What are we doing here, compared to the APPLY version of the query?

  • First off, we’re no longer filtering anything in the subquery. The original WHERE clause that accessed the outer A.ACTOR_ID column is gone
  • … instead, we’re using that ACTOR_ID column in an ordinary JOIN predicate between the ACTOR table and our derived table that produces the films
  • We calculate the RANK() of films per actor. Unlike before, where we calculated the RANK() over the entire data set (the default PARTITION in window functions is always the entire data set), we now partition our data set by ACTOR_ID. So, for each actor, we’re getting the TOP 3 (and 4 and 5 and 6, …) films pre-calculated
  • … only then, in the outer query, we can filter again by this pre-calculated rank, hoping that the database will be smart enough and somehow push down the predicate into the ranking function.

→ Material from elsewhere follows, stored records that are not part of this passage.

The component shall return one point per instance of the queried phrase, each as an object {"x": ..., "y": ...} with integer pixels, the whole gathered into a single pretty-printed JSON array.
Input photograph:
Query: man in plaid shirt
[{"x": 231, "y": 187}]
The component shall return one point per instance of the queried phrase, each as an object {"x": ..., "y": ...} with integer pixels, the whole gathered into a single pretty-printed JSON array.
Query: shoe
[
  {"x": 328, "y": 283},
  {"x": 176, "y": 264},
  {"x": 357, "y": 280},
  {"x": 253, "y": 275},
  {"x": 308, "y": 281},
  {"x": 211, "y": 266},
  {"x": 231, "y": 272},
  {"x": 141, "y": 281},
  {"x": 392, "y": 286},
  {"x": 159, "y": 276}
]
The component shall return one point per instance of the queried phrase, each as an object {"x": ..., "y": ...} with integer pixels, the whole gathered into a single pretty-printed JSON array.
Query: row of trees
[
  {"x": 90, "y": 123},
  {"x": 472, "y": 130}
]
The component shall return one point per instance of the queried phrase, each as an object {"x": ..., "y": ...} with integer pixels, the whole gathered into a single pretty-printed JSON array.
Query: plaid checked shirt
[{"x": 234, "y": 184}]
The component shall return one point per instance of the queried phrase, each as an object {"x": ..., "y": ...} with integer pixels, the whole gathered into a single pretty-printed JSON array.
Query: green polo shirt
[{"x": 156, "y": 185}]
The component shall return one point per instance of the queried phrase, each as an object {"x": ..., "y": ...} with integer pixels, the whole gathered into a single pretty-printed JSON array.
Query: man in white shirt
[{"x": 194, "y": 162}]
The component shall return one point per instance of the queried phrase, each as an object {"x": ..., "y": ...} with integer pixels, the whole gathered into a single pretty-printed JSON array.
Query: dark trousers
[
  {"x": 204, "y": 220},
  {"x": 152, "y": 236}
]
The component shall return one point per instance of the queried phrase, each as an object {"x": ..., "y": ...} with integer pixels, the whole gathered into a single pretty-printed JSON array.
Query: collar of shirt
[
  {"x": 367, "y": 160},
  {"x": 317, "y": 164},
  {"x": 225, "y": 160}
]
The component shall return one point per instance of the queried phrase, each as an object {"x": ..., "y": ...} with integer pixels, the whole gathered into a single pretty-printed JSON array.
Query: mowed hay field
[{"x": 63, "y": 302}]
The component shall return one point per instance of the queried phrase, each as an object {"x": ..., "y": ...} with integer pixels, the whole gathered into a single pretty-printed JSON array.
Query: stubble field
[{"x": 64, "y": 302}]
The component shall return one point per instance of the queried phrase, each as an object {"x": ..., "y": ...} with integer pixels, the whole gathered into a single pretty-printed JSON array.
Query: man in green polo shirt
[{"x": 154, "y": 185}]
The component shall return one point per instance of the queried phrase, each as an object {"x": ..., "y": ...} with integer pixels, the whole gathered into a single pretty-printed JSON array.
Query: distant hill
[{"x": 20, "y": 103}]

Which is the faster solution? NEVER GUESS! ALWAYS MEASURE! :)

Benchmarking time

As a matter of fact, FETCH is just syntax sugar for filtering on window functions in Oracle. So the two queries should really perform equally well. I’m using the benchmarking technique from this article here.

Oracle 12.2.0.1.0 first:

Here’s the full code for Oracle:

SET SERVEROUTPUT ON
CREATE TABLE results (
  run     NUMBER(2),
  stmt    NUMBER(2),
  elapsed NUMBER
);

DECLARE
  v_ts TIMESTAMP WITH TIME ZONE;
  v_repeat CONSTANT NUMBER := 100;
BEGIN

  -- Repeat benchmark several times to avoid warmup penalty
  FOR r IN 1..5 LOOP
    v_ts := SYSTIMESTAMP;
      
    FOR i IN 1..v_repeat LOOP
      FOR rec IN (
        SELECT actor_id, first_name, last_name, title
        FROM actor a
        OUTER APPLY (
          SELECT title
          FROM film f
          JOIN film_actor fa USING (film_id)
          WHERE fa.actor_id = a.actor_id
          ORDER BY length(title) DESC
          FETCH FIRST 3 ROWS WITH TIES
        ) t
        ORDER BY actor_id, length(title) DESC
      ) LOOP
        NULL;
      END LOOP;
    END LOOP;
  
    INSERT INTO results VALUES (r, 1, 
	  SYSDATE + ((SYSTIMESTAMP - v_ts) * 86400) - SYSDATE);
    v_ts := SYSTIMESTAMP;
      
    FOR i IN 1..v_repeat LOOP
      FOR rec IN (
        SELECT actor_id, first_name, last_name, title
        FROM actor a
        LEFT JOIN (
          SELECT 
            actor_id,
            title, 
            rank() OVER (
              PARTITION BY actor_id
              ORDER BY length(title) DESC
            ) rk
          FROM film f
          JOIN film_actor fa USING (film_id)
        ) t USING (actor_id)
        WHERE rk <= 3
        ORDER BY actor_id, rk
      ) LOOP
        NULL;
      END LOOP;
    END LOOP;
      
    INSERT INTO results VALUES (r, 2, 
	  SYSDATE + ((SYSTIMESTAMP - v_ts) * 86400) - SYSDATE);
  END LOOP;
  
  FOR rec IN (
    SELECT 
      run, stmt, 
      CAST(elapsed / MIN(elapsed) OVER() AS NUMBER(10, 5)) ratio 
    FROM results
  )
  LOOP
    dbms_output.put_line('Run ' || rec.run || 
      ', Statement ' || rec.stmt || 
      ' : ' || rec.ratio);
  END LOOP;
END;
/

DROP TABLE results;

Yielding:

Run 1, Statement 1 :  9.19943
Run 1, Statement 2 :  1.07469
Run 2, Statement 1 : 12.86258
Run 2, Statement 2 :  1.03741
Run 3, Statement 1 : 13.80538
Run 3, Statement 2 :  1.09832
Run 4, Statement 1 : 13.91985
Run 4, Statement 2 :  1.16206
Run 5, Statement 1 :  9.37335
Run 5, Statement 2 :  1

Results are relative to each other (according to my understanding, I’m doing this in order to comply with the Oracle license regarding the publication of benchmark results – no actual times are published). Statement 2 (using explicit ranking) is repeatedly at least 9x faster than statement 1 (using FETCH) on Oracle 12.2.0.1.0! Bummer!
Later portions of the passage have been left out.